New bipartisan push to end NSA surveillance program
A group of bipartisan lawmakers on Thursday introduced a bill that would end the National Security Agency’s (NSA) mass collection of U.S. phone data.
The bill’s introduction by a group of civil libertarian lawmakers comes weeks after a national security aide to House Minority Leader Kevin McCarthy (R-Calif.) revealed that the NSA has shuttered its call-detail records program.
The Ending Mass Collection of Americans’ Phone Records Act would end the program for good, taking away the NSA’s authority to restart it. The bill was introduced by privacy hawks Sens.
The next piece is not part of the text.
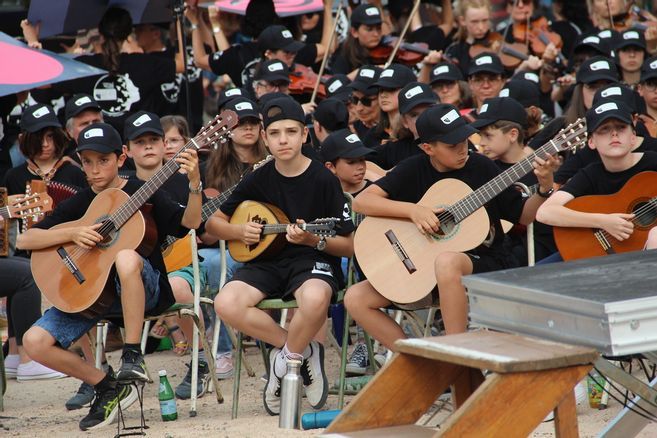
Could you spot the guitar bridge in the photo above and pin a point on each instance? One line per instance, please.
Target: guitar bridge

Ron Wyden (D-Ore.) and Rand Paul (R-Ky.) and Reps. Justin Amash (R-Mich.) and Zoe Lofgren (D-Calif.).
“This bill permanently stops one of the sprawling surveillance state’s most intrusive overreaches and is the first step in a movement to reclaim the constitutional liberties sacrificed by the overreaching provisions of the PATRIOT Act,” Paul said in a statement.
The call-detail records program gathered metadata on domestic text messages and phone calls, which privacy activists have long said allows the government to access extremely detailed private information about U.S. citizens.
The NSA program was authorized by the 2015 USA Freedom Act, which is up for reauthorization later this year. A major congressional battle has been expected over the reauthorization of the surveillance program’s legal authority, often referred to as Section 215, which is one of the USA Freedom Act’s most highly contested provisions.